Our Inflation Hurts Zimbabwe

For the last 5 years before I retired, I made a point of adding a Zimbabwe million dollar bill to the card, with the sentiment “Everyone should retire a millionaire.”  I have seen 100 trillion dollar notes – though they quit printing them in 2009.  The thing about paper currency is that it doesn’t cost the government a whole lot more to print a million dollar note than a one dollar note. 

Finally, their currency was so worthless they quit using it.  Zimbabwe didn’t go exclusively to the US dollar – currency from China, South Africa, England, etc. was all circulating.  My knowledge of Zimbabwe comes from working with expatriate range scientists – we had two at SDSU whom I met.  They were more knowledgeable on range management than I, and I think their casual knowledge of exchange rates exceeded our econ profs.
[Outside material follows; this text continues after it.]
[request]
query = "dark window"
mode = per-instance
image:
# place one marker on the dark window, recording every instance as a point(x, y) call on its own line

Ecuador and El Salvador, facing rampant inflation, went over to the US dollar in 2000. It was not a painless shift:  “Dollarisation is not without its pitfalls. In March 2019, Anna Ivanova, IMF’s mission chief for Ecuador, said the dollar made Ecuador’s exports expensive. “Raising Ecuador’s competitiveness and raising productivity will require a concerted effort. Since Ecuador uses the US dollar as its currency, it is not able to use exchange rates as a tool to make its exports more competitive in the global market. Therefore, the country will have to rely on policies that allow for internal devaluation instead,” she said.”
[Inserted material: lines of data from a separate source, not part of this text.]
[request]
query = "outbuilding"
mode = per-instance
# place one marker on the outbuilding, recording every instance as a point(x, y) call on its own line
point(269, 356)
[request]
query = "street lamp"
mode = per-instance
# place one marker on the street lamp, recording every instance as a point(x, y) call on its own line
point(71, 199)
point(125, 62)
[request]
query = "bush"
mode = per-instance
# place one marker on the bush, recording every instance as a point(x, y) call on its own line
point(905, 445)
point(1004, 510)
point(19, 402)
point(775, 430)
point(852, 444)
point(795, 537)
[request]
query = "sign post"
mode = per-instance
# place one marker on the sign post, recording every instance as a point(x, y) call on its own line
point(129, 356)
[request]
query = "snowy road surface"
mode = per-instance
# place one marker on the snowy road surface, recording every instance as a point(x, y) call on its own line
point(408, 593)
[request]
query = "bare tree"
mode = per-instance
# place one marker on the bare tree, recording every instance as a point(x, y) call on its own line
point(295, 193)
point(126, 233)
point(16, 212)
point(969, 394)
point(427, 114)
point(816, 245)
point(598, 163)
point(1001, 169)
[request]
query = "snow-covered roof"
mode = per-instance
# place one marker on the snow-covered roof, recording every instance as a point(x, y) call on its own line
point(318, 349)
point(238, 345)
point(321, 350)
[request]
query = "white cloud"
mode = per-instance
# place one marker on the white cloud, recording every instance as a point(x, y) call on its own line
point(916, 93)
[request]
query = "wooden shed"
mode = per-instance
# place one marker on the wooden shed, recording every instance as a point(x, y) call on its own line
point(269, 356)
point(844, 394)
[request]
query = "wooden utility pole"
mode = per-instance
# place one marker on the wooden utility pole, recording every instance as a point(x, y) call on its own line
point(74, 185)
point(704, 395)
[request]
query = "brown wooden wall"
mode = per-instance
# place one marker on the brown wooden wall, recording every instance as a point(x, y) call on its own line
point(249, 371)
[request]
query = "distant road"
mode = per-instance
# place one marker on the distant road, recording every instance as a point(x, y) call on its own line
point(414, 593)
The Canadian dollar has been moving closer to parity with the US dollar.  I don’t believe this is due to Trudeau’s economic brilliance, but rather the even more lightweight understanding of economics in DC.  Based on that assumption, we might use the rising value of the Canadian dollar as an indicator of where the US inflation rate is.
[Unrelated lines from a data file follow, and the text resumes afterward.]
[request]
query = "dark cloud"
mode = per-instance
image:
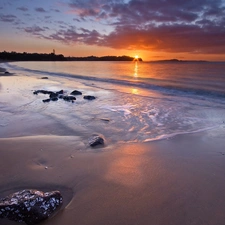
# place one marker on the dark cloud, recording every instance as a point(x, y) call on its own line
point(55, 10)
point(23, 9)
point(158, 25)
point(71, 35)
point(7, 18)
point(34, 30)
point(40, 10)
point(167, 25)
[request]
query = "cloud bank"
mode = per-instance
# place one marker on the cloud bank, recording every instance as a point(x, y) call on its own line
point(156, 25)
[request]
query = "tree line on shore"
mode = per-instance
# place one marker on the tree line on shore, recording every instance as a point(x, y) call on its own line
point(17, 56)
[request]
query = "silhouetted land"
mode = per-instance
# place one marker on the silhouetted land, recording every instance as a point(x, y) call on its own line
point(15, 56)
point(177, 61)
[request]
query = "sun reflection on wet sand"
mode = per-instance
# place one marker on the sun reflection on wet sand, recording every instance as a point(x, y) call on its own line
point(136, 69)
point(128, 168)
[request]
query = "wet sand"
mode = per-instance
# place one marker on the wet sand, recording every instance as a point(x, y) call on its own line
point(173, 182)
point(178, 181)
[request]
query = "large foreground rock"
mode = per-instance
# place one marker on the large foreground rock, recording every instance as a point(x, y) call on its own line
point(30, 206)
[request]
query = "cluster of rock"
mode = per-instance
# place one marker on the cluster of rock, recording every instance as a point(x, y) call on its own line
point(54, 96)
point(30, 206)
In the sixteenth and seventeenth centuries, Spain, importing tons of silver and gold from American colonies, managed inflation without the printing press – basically the increased supplies of silver and gold just raised prices.  Rome developed it’s inflation by melting down the existing coins, adding lead, and then making new, more debased coinage.  Still, to really do a good job with inflation, nothing beats putting politicians in charge of the printing press.

It’s worth remembering that the Brits put Sir Isaac Newton in charge of their mint – and despite his brilliance in physics, Newton set the exchange rate – silver to gold – too low, and silver coins left the marketplace.  There’s a law that says bad money will drive good money out of circulation – but we tend to think of it in things we remember – the silver dimes, quarters, halves and dollars of my youth have been out of circulation for half a century.  It seems unreal that a math blunder by Isaac Newton could have made gold run silver out of circulation.  Simple point – if Isaac Newton could screw up with silver and gold, just think what a modern politician with a printing press can accomplish.

The other nations whose currency has been less stable have been hanging on to US bills – probably Franklins and Grants.  We’ve been here before in the Carter years – but the rest of the world wasn’t using the American dollar as a reserve currency.

This chart ( ) shows us at 6.22% inflation at the end of October.  You can work their data back to 1914 – a time when land in Trego was still available for homesteading.  It’s a lot easier to get information on inflation with the internet than it was when Jimmy Carter was a president.